At this rate, I just sometimes feel like it’s better to be a bit more antisocial than to try again, maybe do my best to keep in touch with whoever I’ve already met on the remaining pathways that still function for now. But maybe I just also needed a break, as I was logging on quite frequently for a time. I could try another one of those platforms in a week or so from now and see how it fares and if it’ll be viable in a longer term. I’ve already looked at Neos, it’s complicated as hell due to an unclear and largely undocumented UI, and there’s some optional crypto bullshit, and for all I know development may have stagnated, so it’s not my first choice if I have any others. ChilloutVR is the hot one that has no capacity to hold a panic migration and I don’t know if they’ll manage to increase that before people get tired of trying to get into non-working servers, and could just fall back into obscurity when people give up and either go back to VRChat or just give up entirely on VR itself. Facebook’s price jacking off on their Cockulus thing isn’t helping the case for VR, and they seem to love the potential they have to ruin it to where society ends up needing at least six more attempts at virtual reality as a whole to make it fully accepted to the public.
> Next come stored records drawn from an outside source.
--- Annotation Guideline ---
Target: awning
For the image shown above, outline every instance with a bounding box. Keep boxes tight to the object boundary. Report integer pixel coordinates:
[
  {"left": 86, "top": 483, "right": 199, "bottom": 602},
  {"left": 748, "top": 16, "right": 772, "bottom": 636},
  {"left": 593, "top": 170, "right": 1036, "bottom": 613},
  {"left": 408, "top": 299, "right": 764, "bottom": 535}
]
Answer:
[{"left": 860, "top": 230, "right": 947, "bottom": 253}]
If the whole VR thing ends up being a relatively short-lived fad as well, I’m probably not just going to throw my kits in the bin like the usual iPhone user does with last year’s iPhone. Maybe I’ll sell some components if I need the cash or space, but I tend to thrive with outdated tech. I got Sega consoles long after the fact. And I’ve got a number of things to play in and out of VR as it is. Even if it’s all singleplayer. That’s just what I do usually. I just get sidetracked with the occasional MMO that pops up because it does a neat thing. It all eventually comes back to singleplayer most of the time. It might even work without a connection depending on the platform. Or it can be hacked to allow it.